8 responses

  1. Amy
    October 2, 2007

    My other rule of thumb, you can throw something away if it costs under $5 to replace!


  2. Beverley
    May 8, 2008

    I find it very odd that no-one seems to feel that it matters that Maddie’s feelings about what is undoubtedly her own creation should be so disrespected.

    My husband is of the ‘I will throw it all away when I decide it should’ go school of thought too. I find this most disrespectful, in what way is it right that my decisions on what I own or do not own should be made for me? It puts me in the position of Maddie, a child whose wishes are overridden.

    I agree that children can’t bear the responsibility of making every decision for themselves but when a child has put their heart and soul into something then surely it could be possible to store these things in a neat and tidy way?


  3. Sarah
    May 8, 2008

    Great point. Sometimes it can be hard when others are making the decisions about whether or not we get to keep our things – especially when those things are our treasures.

    Sometimes though we object just because someone else is deciding and not because the thing itself has any value. That’s when we have to learn to let go.

    We value Maddie’s treasures but we also have a responsbility to help her discern what is a treasure and what isn’t.
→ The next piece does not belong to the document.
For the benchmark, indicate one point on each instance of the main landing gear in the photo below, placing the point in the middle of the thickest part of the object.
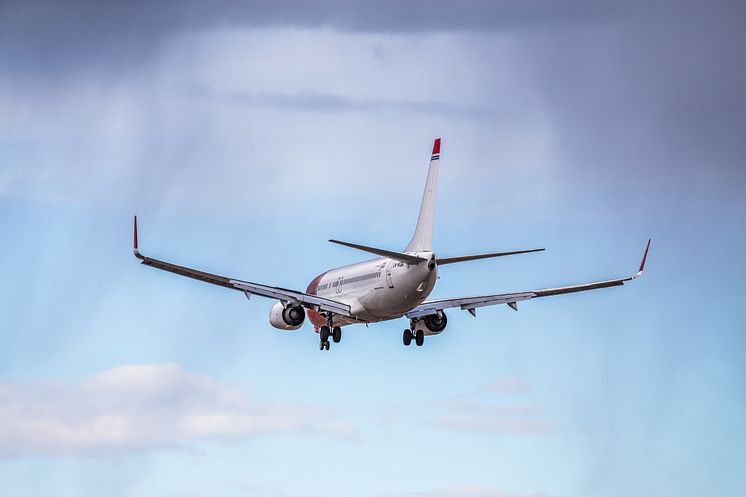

We may be wrong sometimes – it is a difficult balance.


  4. Marge
    June 16, 2008

    A word about children’s art. When they get a little older, like past kindergarten, the amount of art they produce diminishes signficantly. I have four kids, and this is true of all of them. Also, they no longer think their toddler art is as much of a treasure. This is one that a little time can resolve.

    Of course, there are some kids, just like adults, who want to hang onto everything. They need help with making decisions. It helps to tell them they can’t get any more things until they get rid of something.
    You can also let them try to sell the things with a rummage sale, or even to you. It’s really a small amount of money for an adult, and saves time. Another option is to have them clean the space on a weekly or monthly basis. They will get tired of shuffling it around.



  5. Sarah
    June 16, 2008

    Thank you Marge! GREAT ADVICE!


  6. Denise B.
    June 26, 2008

    One thing I’ve found to be helpful is to allow my children a “treasure box” of those items they can’t seem to part with. This is a nice, sturdy, medium sized box with a lid that matches the decor of their room to hold those items they cherish. If something they want to keep doesn’t fit, then it’s up to them to “let go” of the current things in order to make room for new things that are important to them. This has worked nicely in eliminating “stuff” clutter and has also allowed me to show respect for what they enjoy since if it were up to me~it’d be gone! HTH :)


  7. beth clements
    November 28, 2010

    I agree with Beverly and applaud Denise B. Giving children the opportunity to make decisions and develop strategies to take control of their possessions rather than letting them become a burden will benifit them throughout their lives. Abruptly taking things from them and trashing them is disrespectful and can backfire. There are more than a few hoarders that claim such treatment as the impetus to there condition. When it’s time for my kids to downsize I tell them ,for instance, that we only have room for 3 baskets of toys then allow them to decide which toys go or stay. As long as the final objective is met I do not question their choices. Also my kids understand clearly why we need to make these choices and witness me going through the same process of editing my possessions regularly. With 5 people living in a 750 sq. foot apartment it just has to be done!


  8. Viola Thoukydidis
    May 21, 2011

    My father once threw away an open box that contained a Neandertal stone axe I found at a beach. I don´t throw away my children´s stuff, but go with the treasure box method. Everyone in the family has a drawer which is untouchable to the others, without allowance the contains can´t even be seen. Works perfectly!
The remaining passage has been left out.